Dans un café, dit aussi L'Absinthe
Edgar Degas (1834-1917), peintre, 1873.
Huile sur toile (92 x 68,5 cm)
Paris, Musée d'Orsay
© RMN-Grand Palais (musée d'Orsay) / Hervé Lewandowski
Naturalisme oblige, l'écrivain comme le peintre s'attachent désormais aux figures du réel.
À la différence des autres impressionnistes, ses amis, Degas est un peintre foncièrement urbain, qui aime peindre les lieux clos des spectacles, des loisirs et des plaisirs.

Dans un café, lieu de rencontre à la mode, une femme et un homme, bien qu'assis côte à côte, sont murés chacun dans son isolement silencieux, le regard vide et triste, les traits défaits, l'air accablé. L'œuvre peut être vue comme une dénonciation des fléaux de l'absinthe, cet alcool violent et nocif qui sera interdit par la suite. Ainsi la rapproche-t-on du roman de Zola L'Assommoir, écrit quelques années plus tard, l'écrivain avouant au peintre : “J'ai tout bonnement décrit, en plus d'un endroit dans mes pages, quelques-uns de vos tableaux.” La dimension réaliste est flagrante : le café est identifié, il s'agit de La Nouvelle Athènes, place Pigalle, lieu de réunion des artistes modernes, foyer intellectuel de la bohème. Le cadrage donne le sentiment d'un instantané pris sur le vif par un témoin assis à une table voisine. Mais cette impression est trompeuse, car l'effet de réel est le résultat d'une minutieuse élaboration. Le tableau a été peint en atelier, et non sur place.

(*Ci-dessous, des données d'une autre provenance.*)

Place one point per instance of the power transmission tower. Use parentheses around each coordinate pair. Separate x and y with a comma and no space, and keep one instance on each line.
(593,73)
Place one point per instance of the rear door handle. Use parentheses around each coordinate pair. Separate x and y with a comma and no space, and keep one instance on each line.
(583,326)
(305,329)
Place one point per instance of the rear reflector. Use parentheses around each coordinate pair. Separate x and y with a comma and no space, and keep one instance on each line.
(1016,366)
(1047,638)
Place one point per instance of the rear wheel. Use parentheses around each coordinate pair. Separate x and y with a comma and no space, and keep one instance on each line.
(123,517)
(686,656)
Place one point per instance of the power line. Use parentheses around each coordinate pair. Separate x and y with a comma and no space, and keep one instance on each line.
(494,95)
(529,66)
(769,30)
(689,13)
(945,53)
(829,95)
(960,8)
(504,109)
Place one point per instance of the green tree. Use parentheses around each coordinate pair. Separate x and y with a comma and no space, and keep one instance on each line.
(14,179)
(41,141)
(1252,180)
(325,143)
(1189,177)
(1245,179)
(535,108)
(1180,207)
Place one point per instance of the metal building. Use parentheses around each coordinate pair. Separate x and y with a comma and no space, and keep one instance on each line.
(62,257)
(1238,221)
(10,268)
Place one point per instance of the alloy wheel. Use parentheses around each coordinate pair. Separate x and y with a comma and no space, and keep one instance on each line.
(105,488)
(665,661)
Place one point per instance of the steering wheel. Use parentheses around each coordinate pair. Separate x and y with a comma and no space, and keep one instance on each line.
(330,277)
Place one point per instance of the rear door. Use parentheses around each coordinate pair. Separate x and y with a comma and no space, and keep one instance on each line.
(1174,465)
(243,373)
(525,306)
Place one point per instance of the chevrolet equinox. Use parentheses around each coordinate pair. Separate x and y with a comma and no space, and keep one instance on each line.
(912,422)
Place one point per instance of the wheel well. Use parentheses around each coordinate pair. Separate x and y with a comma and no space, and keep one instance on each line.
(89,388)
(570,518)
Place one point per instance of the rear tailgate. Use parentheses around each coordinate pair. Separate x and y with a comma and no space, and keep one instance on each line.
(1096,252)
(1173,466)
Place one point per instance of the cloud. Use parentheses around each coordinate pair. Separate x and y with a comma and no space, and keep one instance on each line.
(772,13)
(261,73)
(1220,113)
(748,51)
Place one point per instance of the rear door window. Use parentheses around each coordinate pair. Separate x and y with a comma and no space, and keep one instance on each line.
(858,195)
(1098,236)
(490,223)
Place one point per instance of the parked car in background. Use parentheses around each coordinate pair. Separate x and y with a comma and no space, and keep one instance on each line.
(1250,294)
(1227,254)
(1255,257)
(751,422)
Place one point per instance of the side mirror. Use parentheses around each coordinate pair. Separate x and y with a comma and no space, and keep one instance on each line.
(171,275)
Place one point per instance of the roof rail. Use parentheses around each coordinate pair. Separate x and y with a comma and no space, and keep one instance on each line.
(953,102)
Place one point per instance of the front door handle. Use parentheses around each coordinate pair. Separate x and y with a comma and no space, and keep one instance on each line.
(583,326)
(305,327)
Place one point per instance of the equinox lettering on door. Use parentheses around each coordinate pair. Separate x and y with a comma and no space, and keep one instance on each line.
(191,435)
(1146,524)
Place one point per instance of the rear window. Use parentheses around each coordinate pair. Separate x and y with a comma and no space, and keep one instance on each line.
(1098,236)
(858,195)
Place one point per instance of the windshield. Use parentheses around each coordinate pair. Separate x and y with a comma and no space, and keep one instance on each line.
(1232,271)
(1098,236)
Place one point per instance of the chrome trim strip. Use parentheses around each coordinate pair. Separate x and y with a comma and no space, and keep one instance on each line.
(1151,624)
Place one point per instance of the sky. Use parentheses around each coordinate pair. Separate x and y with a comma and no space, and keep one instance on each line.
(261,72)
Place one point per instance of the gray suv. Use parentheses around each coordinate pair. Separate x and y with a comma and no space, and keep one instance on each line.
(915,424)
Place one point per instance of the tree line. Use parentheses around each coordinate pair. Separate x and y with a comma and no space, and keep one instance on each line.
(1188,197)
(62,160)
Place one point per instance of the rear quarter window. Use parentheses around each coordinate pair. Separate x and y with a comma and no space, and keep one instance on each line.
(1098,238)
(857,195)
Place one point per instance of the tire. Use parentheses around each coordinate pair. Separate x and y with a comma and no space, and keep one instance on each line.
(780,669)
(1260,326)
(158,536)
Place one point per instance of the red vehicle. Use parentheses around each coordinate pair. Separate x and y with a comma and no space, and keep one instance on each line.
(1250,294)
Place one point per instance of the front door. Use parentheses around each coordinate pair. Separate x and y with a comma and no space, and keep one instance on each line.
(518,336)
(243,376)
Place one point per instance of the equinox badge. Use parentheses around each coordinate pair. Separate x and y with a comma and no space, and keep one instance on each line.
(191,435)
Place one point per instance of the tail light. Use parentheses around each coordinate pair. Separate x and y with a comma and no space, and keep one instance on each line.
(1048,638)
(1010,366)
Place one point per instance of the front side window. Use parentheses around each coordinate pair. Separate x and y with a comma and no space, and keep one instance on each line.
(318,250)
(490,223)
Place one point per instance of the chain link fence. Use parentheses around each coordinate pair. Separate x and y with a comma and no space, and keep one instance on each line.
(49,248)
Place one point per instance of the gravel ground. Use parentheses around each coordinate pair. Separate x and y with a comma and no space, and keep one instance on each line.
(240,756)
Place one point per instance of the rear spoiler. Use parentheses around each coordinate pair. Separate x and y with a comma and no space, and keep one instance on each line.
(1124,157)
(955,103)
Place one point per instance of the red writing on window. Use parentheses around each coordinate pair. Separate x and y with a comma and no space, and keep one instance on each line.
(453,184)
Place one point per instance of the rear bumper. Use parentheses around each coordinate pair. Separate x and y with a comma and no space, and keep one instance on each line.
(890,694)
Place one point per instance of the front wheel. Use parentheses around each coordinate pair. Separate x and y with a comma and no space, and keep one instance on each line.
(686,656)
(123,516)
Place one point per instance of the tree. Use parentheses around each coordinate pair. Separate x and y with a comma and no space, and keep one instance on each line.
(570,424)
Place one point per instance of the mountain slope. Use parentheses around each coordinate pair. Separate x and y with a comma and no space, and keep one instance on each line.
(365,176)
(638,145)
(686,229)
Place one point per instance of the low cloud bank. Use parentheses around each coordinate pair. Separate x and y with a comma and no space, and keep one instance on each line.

Degas a puisé dans ses relations pour tenir les rôles dont il fait des portraits : Ellen André est une comédienne, également modèle pour artistes ; Marcellin Desboutin est peintre-graveur. Le tableau entachant leur réputation, Degas devra préciser publiquement qu'ils ne sont pas alcooliques. Le cadrage décentré, ménageant des vides et sectionnant la pipe et la main de l'homme, est inspiré des estampes japonaises, mais Degas l'utilise ici pour produire un certain déséquilibre éthylique. Expressive et signifiante aussi, la présence de l'ombre des deux personnages, en silhouette reflétée par le vaste miroir dans leur dos.